Whilst, for many who pre-ordered it, today was iPhone X day, and many will now be trying to push the bottom of their phones hoping it’s a button, and swiping in to Control Center accidentally when trying older models, but the device itself isn’t the topic at the moment. We need to talk Screen Burn-in!
Now, we’ve spoken pretty extensively about Screen Burn-in issues in our ongoing Pixel 2 XL coverage, however, if you’re a new iPhone X user and thought you’d be in the dark surrounding Screen Burn-in, well, think again!
Whilst pitifully fanboyistic reviews from the likes of iMore, would like you to believe the display on the iPhone X is made entirely by Apple and is made by magic, it’s not. The panel on the iPhone X is a same old regular Pentile OLED display, which jargon busting aside, is the same display method used by Samsung on recent Smartphones. This makes sense, as the iPhone X display is made by Samsung, not Apple!
However, the display is not the same display as found in Samsung’s Smartphones released this year. The display technology is actually a few Galaxy devices old, which explains the lack in Display Nits possible on the iPhone X compared to the Galaxy S8, or Note 8. Though, let’s be clear here, even if the iPhone X was using the same display technology found in the Galaxy S8, or Note 8, we find posts like this one, claiming the iPhone X is somehow not susceptible to Screen Burn-in, is more than a joke to anyone searching for actual facts!
In fact even that very Galaxy S8 experienced Burn-in, and users have reported issues with Note 8 devices, this is, unfortunately for now, still a drawback facing OLED displays.
Statement from Apple, and Summary
Now, we know what you’re thinking, sour grapes from us, just admit the iPhone X has a much better display than the rest of the industry. Well, whilst we’d love to give you brownie points on being an Apple fan, we’re afraid that’s not going to happen today, as Apple itself clarified that BOTH colour shifting (which we already posted evidence of) and Screen Burn-in, are both normal from OLED displays.
This is what Apple had to say on the issues of Screen Burn-in;
This is also expected behavior and can include “image persistence” or “burn-in,” where the display shows a faint remnant of an image even after a new image appears on the screen. This can occur in more extreme cases such as when the same high contrast image is continuously displayed for prolonged periods of time. We’ve engineered the Super Retina display to be the best in the industry in reducing the effects of OLED “burn-in.”

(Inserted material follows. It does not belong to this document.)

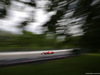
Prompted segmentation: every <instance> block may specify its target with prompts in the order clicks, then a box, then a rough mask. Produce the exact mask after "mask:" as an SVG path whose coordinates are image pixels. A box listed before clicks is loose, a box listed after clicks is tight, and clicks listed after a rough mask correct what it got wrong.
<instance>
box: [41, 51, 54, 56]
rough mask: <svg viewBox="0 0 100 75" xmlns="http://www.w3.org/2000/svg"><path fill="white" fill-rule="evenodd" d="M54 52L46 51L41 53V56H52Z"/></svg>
mask: <svg viewBox="0 0 100 75" xmlns="http://www.w3.org/2000/svg"><path fill="white" fill-rule="evenodd" d="M53 53H54V52H52V51H48V52H43V53H41V55H46V54H53Z"/></svg>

So, there you go. Just like we said in relation to the overwhelming coverage surrounding the new Pixel 2 and Pixel 2 XL devices, this is still a normality of OLED displays. So, think we can easily stop the talk of this being just an issue with the Pixel 2 devices. Unlike Samsung and Apple devices, those don’t have a team of people ready to defend them, we just think it’s fair to restore fairness in this market of selective treatment!